The KLF – Ultra Rare Trax (Bootleg)
Benedikt: KLF? WTF KLF – keine Erinnerung, kein Bild vor Augen. Alle reden drüber, die drei Buchstaben quillen nur so aus dem Newsfeed und ich hab keine Ahnung wer die Jungs mit dem angekündigten Comeback eigentlich sind. Schnell zu Google und die Wikipedia fragen. Schwein gehabt und fast entschuldigt, ’88-’92 waren sie so richtig erfolgreich. Zu Hause lief sowas nicht, obwohl es super gewesen wäre – zum Laufenlernen. Und doch – ich schimpf mich ja Musikjournalist. Ist diese Allgemeinbildungslücke schon Peinlichkeit? Ich lese weiter, Band und Bio im Schnelldurchlauf: The JAMs, House, Ambient, Sampling, ABBA, „The Manual“, The Orb (Kennich!), UK-Rave, Extreme Noise Terror und immer wieder 23, „The Illuminatus!“. Brit-Awards, Maschinenpistolen und ein totes Schaf auf der Aftershow-Party: „I died for you. Bon appetit“. Eine Million Pfund verbrennen, filmen, schweigen – 23 Jahre lang.

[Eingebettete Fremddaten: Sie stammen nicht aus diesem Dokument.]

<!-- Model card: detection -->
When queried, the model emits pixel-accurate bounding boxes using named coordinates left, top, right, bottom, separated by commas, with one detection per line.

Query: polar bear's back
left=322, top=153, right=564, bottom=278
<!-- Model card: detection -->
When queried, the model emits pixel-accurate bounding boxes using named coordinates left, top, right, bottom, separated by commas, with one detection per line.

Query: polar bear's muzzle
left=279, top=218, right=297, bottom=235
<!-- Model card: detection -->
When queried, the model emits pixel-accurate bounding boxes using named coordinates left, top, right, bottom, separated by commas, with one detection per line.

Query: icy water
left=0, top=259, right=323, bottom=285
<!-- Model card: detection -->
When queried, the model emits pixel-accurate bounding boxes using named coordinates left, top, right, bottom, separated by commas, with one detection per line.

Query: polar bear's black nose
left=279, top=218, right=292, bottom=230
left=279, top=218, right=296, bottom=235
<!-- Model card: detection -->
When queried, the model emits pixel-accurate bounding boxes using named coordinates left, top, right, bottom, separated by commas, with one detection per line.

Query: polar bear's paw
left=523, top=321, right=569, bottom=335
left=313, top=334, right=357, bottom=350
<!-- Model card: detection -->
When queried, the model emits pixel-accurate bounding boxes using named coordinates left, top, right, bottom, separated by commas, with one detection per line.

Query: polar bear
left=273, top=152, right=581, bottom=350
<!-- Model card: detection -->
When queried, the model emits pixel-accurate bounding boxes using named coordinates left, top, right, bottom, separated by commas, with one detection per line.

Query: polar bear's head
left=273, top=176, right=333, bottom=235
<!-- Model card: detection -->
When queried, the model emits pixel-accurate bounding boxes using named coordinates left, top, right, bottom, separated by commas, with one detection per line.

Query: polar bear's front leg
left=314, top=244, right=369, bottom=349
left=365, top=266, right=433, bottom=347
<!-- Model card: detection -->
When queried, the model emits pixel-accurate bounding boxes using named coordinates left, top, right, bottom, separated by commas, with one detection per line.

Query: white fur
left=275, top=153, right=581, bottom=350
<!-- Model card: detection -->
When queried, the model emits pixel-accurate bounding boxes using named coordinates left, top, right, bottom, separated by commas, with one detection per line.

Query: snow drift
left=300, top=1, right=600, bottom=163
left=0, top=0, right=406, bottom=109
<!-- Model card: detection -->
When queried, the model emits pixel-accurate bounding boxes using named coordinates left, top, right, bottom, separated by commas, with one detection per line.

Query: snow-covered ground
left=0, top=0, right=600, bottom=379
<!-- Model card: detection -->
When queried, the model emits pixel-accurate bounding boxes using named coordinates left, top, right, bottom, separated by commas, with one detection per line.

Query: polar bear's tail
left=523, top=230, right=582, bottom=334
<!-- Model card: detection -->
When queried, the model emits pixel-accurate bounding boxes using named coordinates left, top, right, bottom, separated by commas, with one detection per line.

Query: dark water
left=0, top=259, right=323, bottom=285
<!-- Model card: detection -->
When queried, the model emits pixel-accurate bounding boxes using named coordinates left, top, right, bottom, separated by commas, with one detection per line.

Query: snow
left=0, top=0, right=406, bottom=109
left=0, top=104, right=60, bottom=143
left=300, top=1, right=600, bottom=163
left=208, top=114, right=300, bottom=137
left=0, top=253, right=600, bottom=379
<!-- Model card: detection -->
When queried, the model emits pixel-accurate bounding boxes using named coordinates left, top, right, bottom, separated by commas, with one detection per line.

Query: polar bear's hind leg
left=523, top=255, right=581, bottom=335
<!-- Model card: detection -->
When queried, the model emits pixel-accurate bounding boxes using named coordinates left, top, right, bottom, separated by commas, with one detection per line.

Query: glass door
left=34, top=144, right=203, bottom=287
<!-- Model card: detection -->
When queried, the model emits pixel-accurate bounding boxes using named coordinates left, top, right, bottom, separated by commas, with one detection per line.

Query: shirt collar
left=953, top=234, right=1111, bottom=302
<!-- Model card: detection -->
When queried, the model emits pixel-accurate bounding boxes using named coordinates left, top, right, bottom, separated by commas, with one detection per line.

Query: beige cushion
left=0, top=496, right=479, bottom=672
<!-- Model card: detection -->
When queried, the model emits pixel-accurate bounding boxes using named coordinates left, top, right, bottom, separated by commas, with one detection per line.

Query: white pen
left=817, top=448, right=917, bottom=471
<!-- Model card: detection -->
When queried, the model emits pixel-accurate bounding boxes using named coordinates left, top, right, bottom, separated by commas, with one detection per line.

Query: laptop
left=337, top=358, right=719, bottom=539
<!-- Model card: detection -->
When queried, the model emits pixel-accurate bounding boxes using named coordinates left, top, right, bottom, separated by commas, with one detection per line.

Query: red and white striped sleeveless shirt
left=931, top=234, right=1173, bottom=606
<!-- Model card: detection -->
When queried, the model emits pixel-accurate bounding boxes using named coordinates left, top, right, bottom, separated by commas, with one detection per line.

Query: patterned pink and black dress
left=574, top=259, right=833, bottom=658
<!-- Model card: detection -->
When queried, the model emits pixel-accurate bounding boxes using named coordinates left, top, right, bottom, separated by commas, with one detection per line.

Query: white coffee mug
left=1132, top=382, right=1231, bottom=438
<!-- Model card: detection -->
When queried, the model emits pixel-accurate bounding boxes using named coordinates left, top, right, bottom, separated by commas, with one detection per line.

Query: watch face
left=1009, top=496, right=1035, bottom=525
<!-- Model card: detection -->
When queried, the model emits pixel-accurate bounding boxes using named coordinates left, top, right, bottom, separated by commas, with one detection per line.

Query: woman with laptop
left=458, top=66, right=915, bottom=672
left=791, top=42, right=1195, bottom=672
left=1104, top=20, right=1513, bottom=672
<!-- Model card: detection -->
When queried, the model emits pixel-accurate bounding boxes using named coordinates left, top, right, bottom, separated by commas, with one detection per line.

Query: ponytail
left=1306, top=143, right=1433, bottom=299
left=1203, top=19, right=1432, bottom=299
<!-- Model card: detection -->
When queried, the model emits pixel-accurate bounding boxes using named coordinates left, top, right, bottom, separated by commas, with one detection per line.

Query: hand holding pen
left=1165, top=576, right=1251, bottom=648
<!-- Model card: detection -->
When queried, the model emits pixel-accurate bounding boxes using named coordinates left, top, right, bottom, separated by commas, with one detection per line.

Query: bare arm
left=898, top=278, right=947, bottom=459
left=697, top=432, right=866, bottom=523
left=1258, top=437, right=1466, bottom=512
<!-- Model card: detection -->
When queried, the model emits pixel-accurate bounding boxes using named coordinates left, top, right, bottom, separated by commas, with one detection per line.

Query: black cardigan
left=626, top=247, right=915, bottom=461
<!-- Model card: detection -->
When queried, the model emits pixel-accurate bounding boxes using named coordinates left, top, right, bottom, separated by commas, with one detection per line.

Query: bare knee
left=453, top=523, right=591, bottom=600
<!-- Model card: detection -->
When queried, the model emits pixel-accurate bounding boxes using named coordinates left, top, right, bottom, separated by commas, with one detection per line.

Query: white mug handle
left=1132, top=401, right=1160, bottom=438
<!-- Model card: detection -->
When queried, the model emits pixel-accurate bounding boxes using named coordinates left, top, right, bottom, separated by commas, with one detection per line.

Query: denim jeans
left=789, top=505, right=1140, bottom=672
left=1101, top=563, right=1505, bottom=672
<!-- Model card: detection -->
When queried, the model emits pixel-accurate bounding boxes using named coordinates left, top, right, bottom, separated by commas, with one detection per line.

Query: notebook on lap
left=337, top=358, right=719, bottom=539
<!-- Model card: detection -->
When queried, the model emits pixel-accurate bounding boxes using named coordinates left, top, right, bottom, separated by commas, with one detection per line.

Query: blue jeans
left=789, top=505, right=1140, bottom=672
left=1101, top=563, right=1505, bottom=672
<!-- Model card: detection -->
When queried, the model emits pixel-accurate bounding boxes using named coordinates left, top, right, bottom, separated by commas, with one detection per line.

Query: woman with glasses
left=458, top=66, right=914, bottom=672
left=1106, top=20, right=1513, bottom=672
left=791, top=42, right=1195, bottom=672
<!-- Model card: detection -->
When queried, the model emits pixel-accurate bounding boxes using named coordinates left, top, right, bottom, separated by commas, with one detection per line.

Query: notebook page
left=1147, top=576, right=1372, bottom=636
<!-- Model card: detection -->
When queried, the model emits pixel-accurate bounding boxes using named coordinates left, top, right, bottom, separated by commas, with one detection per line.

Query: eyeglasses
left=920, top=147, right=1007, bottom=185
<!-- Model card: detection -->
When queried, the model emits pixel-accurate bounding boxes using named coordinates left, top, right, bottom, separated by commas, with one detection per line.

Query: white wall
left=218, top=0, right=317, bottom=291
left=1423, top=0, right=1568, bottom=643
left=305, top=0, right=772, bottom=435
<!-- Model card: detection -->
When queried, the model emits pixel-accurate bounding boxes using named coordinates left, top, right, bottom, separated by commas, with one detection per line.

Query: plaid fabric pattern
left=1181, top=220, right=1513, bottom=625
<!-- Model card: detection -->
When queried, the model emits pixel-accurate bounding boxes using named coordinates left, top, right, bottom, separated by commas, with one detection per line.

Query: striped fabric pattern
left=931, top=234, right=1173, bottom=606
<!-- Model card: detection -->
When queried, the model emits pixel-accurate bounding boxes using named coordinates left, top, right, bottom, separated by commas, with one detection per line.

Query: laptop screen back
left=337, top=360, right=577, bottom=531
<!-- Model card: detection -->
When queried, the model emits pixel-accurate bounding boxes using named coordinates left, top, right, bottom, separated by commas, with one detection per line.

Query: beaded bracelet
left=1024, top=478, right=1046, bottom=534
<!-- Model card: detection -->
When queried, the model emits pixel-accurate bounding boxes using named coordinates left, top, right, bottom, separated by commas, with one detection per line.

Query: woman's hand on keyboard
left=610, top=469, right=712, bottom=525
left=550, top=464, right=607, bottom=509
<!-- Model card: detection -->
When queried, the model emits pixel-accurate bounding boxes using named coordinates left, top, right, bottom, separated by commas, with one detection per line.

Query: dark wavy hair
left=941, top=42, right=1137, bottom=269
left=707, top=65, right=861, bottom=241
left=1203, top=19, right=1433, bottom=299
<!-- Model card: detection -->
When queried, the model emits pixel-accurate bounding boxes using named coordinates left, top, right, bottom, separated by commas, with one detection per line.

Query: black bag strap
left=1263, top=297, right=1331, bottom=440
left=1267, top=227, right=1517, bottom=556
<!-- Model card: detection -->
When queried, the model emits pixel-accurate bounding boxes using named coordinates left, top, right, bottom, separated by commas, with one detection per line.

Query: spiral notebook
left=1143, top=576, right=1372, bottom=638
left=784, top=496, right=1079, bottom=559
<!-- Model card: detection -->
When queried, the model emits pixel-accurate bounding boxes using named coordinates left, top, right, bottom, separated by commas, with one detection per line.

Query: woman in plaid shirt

Okokok. Verstehe – klingt ziemlich relevant. Ich schaue weiter, aus Wikipedia wird Discogs: Ein Cover mit Schafen – sind keine 23, habe nachgezählt. Viel entscheidender aber, ich kenne es. Eine kurze Suche in der eigenen Mediathek und die MP3s finden sich in den Untiefen des Ambient-Ordners. Den eintätigen Grundkurs „Ambient (Geschichte und Entwicklung)“ habe ich seit einer Weile hinter mir, daran muss es liegen. Das zusammengesampelte Werk mit der Pedal-Steel-Guitar ist jedenfalls bekannt. Inzwischen läuft „The White Room“ auf Youtube und ich kann zumindest behaupten, „What Time Is Love?“ und „Last Train To Trancentral“ schon mal gehört zu haben. Ist das nicht schon fast Eurodance? Ich dachte immer, sowas wird in meiner Zunft relativ einstimmig verabscheut. Egal. Oh, eine Bootleg-Platte, „Ultra Rare Trax“. Klingt interessant. Klingt gut. Nee. Klingt: Fucking Insane. Alles klar, The KLF kann (wieder)kommen. Ich wäre dann soweit.